公开(公告)号：US20170030990A1

公开(公告)日：2017-02-02

申请号：US14814671

申请日：2015-07-31

Applicant: GENERAL ELECTRIC COMPANY

Inventor： Martin Andreas Janich ,  Thomas Kwok-Fah Foo ,  Anja Christina Sophie Brau

IPC: G01R33/567 ,  G06T11/00 ,  G01R33/561 ,  A61B5/055 ,  A61B5/00 ,  G06T7/00 ,  G06K9/46

CPC classification number: A61B5/7285 ,  A61B5/055 ,  G01R33/5601 ,  G01R33/5602 ,  G01R33/5611 ,  G01R33/56563

Abstract: A system and method for cardiac magnetic resonance imaging (MRI) is disclosed that facilitates the phase sensitive reconstruction of inversion recovery magnetization prepared data with minimal scan time penalty by acquiring the phase reference data with low spatial resolution.

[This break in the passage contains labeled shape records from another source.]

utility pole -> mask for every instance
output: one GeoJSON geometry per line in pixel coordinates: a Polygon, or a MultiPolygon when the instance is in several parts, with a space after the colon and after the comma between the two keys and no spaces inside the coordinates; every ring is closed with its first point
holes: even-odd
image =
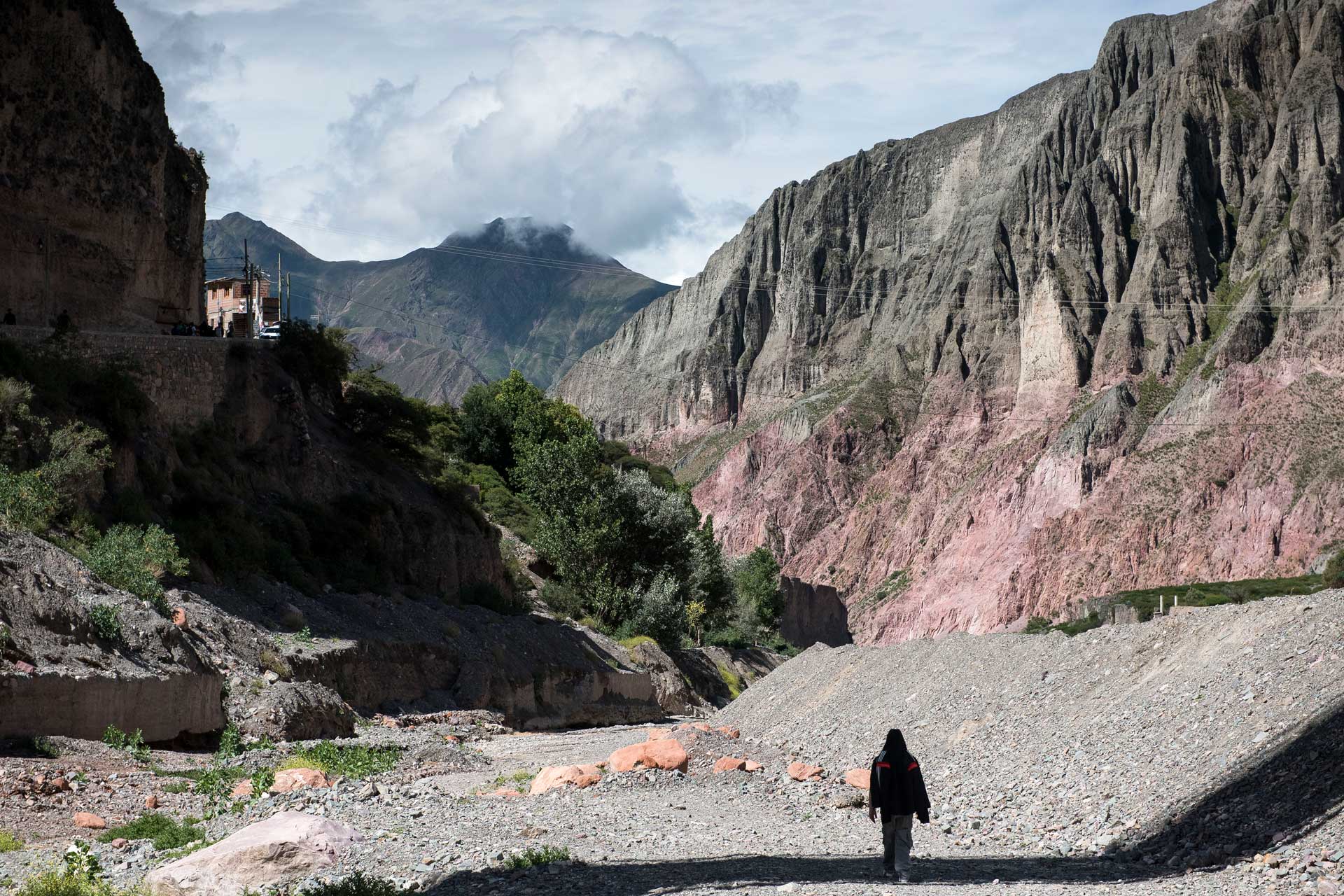
{"type": "MultiPolygon", "coordinates": [[[[247,240],[243,240],[243,298],[247,300],[247,329],[251,330],[251,263],[247,259],[247,240]]],[[[247,336],[251,336],[249,332],[247,336]]]]}
{"type": "Polygon", "coordinates": [[[51,219],[42,220],[42,292],[47,309],[55,314],[51,304],[51,219]]]}

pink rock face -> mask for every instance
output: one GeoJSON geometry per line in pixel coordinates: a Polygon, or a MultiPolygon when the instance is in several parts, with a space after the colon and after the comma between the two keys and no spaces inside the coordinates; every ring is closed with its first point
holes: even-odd
{"type": "Polygon", "coordinates": [[[809,766],[805,762],[790,762],[789,776],[793,778],[794,780],[820,780],[821,767],[809,766]]]}
{"type": "Polygon", "coordinates": [[[556,394],[679,462],[726,553],[769,545],[785,574],[841,591],[860,643],[1301,575],[1344,537],[1344,306],[1332,263],[1301,255],[1332,239],[1336,163],[1298,134],[1344,129],[1344,66],[1300,38],[1318,7],[1243,5],[1235,21],[1126,19],[1048,103],[1040,85],[781,187],[556,394]],[[1208,114],[1187,27],[1273,126],[1246,140],[1208,114]],[[1134,46],[1169,67],[1116,66],[1134,46]],[[1257,70],[1292,75],[1242,81],[1257,70]],[[1068,176],[1036,177],[1085,118],[1068,176]],[[1220,146],[1214,191],[1173,176],[1204,164],[1192,118],[1220,146]],[[1114,196],[1114,159],[1126,196],[1089,204],[1114,196]]]}
{"type": "Polygon", "coordinates": [[[851,787],[857,787],[859,790],[868,790],[872,782],[872,771],[868,768],[851,768],[844,772],[844,782],[851,787]]]}
{"type": "MultiPolygon", "coordinates": [[[[1344,402],[1340,386],[1294,388],[1270,363],[1224,376],[1169,414],[1212,427],[1344,402]]],[[[1301,478],[1320,449],[1292,429],[1270,451],[1253,429],[1191,439],[1189,427],[1144,431],[1130,418],[1075,454],[1060,426],[1068,404],[1038,415],[1058,423],[929,419],[890,459],[886,435],[856,433],[844,408],[801,443],[767,426],[728,453],[696,504],[728,553],[765,540],[771,520],[786,535],[785,572],[839,587],[859,643],[1012,629],[1126,588],[1300,575],[1344,532],[1344,482],[1301,478]],[[853,463],[875,473],[853,480],[853,463]]]]}
{"type": "Polygon", "coordinates": [[[612,771],[633,771],[644,767],[684,772],[691,759],[685,748],[675,740],[646,740],[621,747],[606,762],[612,771]]]}
{"type": "Polygon", "coordinates": [[[90,830],[102,830],[108,826],[98,815],[91,811],[77,811],[74,817],[75,827],[89,827],[90,830]]]}
{"type": "Polygon", "coordinates": [[[582,790],[583,787],[591,787],[599,780],[602,780],[602,775],[586,772],[579,766],[551,766],[536,772],[536,778],[532,779],[531,794],[536,797],[548,790],[567,786],[582,790]]]}
{"type": "Polygon", "coordinates": [[[285,768],[276,772],[276,783],[271,785],[270,793],[288,794],[292,790],[302,790],[304,787],[329,786],[327,775],[316,768],[285,768]]]}

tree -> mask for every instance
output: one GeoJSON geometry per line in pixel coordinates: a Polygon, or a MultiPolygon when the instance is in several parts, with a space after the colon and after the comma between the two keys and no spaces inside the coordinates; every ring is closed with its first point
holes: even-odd
{"type": "Polygon", "coordinates": [[[593,434],[528,445],[512,472],[542,514],[534,547],[562,582],[587,599],[598,619],[617,625],[628,600],[617,594],[625,583],[613,575],[622,539],[613,477],[593,434]]]}
{"type": "Polygon", "coordinates": [[[784,594],[780,591],[780,562],[770,548],[759,547],[734,563],[732,587],[747,618],[761,629],[778,629],[784,594]]]}
{"type": "Polygon", "coordinates": [[[581,435],[597,438],[578,408],[527,382],[517,371],[489,384],[466,390],[461,410],[461,453],[473,463],[512,476],[521,454],[544,442],[567,442],[581,435]]]}

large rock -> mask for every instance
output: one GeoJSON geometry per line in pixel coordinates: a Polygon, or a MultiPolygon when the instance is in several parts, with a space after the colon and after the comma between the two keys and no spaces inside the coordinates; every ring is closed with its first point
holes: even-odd
{"type": "Polygon", "coordinates": [[[859,642],[1306,572],[1344,537],[1341,35],[1322,0],[1125,19],[780,187],[556,392],[859,642]]]}
{"type": "Polygon", "coordinates": [[[355,733],[355,711],[316,681],[277,681],[247,700],[238,728],[271,740],[328,740],[355,733]]]}
{"type": "Polygon", "coordinates": [[[331,868],[358,830],[329,818],[282,811],[145,876],[152,896],[242,896],[331,868]]]}
{"type": "Polygon", "coordinates": [[[872,785],[872,770],[871,768],[851,768],[844,772],[844,782],[851,787],[857,787],[859,790],[868,790],[872,785]]]}
{"type": "Polygon", "coordinates": [[[794,780],[820,780],[823,770],[805,762],[790,762],[788,772],[794,780]]]}
{"type": "Polygon", "coordinates": [[[641,744],[621,747],[606,760],[612,771],[634,771],[636,768],[661,768],[664,771],[685,771],[689,756],[685,748],[672,740],[646,740],[641,744]]]}
{"type": "Polygon", "coordinates": [[[602,775],[597,774],[595,766],[551,766],[536,772],[530,793],[536,797],[538,794],[544,794],[547,790],[569,786],[582,790],[591,787],[599,780],[602,780],[602,775]]]}
{"type": "Polygon", "coordinates": [[[316,768],[285,768],[276,772],[276,783],[270,786],[273,794],[288,794],[292,790],[306,787],[329,787],[327,775],[316,768]]]}
{"type": "Polygon", "coordinates": [[[780,635],[796,647],[810,647],[818,641],[828,647],[852,643],[849,609],[840,592],[829,584],[812,584],[792,576],[780,576],[784,613],[780,635]]]}

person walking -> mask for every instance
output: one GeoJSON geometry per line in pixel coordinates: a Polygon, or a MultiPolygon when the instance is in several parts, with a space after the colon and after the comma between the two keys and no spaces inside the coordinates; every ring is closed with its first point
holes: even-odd
{"type": "Polygon", "coordinates": [[[868,819],[882,813],[882,866],[887,877],[910,883],[910,849],[914,846],[914,818],[929,823],[929,791],[925,790],[919,762],[906,750],[899,728],[887,732],[882,752],[872,760],[868,783],[868,819]]]}

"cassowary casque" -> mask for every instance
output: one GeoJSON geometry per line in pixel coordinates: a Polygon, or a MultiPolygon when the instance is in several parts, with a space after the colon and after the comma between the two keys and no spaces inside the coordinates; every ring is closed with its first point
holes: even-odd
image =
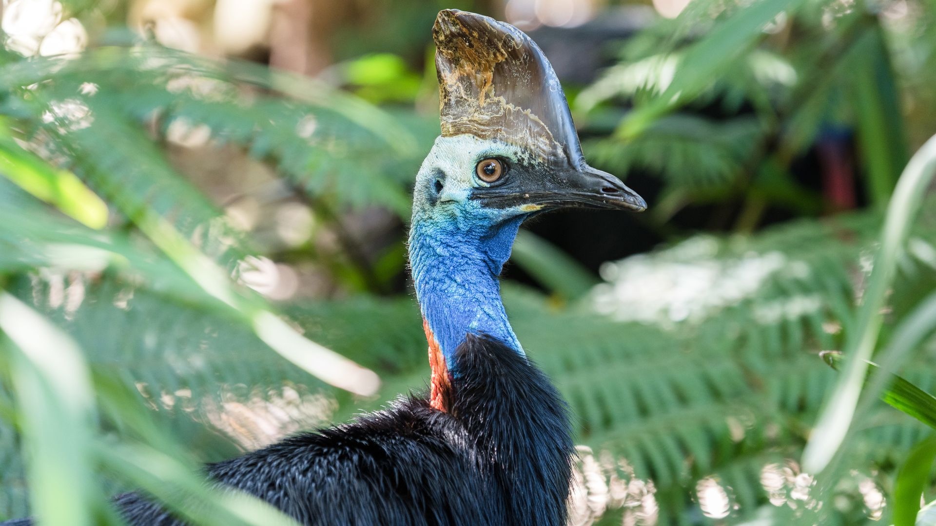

The technique can be applied for the investigation of myocardial tissue characterization by acquiring 2D and/or 3D late Gadolinium enhancement (LGE) scans after the injection of a Gadolinium contrast agent. Regional areas of contrast accumulation in scarred myocardial tissue appear bright on these T1-weighted images. As disclosed here the proposed technique for phase sensitive inversion recovery acquisition with low resolution phase reference is robust against changes in inversion time, change in T1 due to Gadolinium contrast washout, high signal-to-noise ratio, and low scan time penalty compared to magnitude LGE.

Abstract translation: 公开了用于心脏磁共振成像（MRI）的系统和方法，其通过以低空间分辨率获取相位参考数据来促进具有最小扫描时间损失的反转恢复磁化准备数据的相敏感重建。 该技术可以应用于通过在注射钆造影剂之后获取2D和/或3D晚期钆增强（LGE）扫描来研究心肌组织表征。 瘢痕性心肌组织对比积累的区域区域在这些T1加权图像上呈现明亮。 如本文所揭示的，具有低分辨率相位参考的相位敏感反演恢复采集的所提出的技术对于反转时间的变化是鲁棒的，由于钆对比度冲洗，高信噪比和低扫描时间损失，T1的变化与幅度 LGE。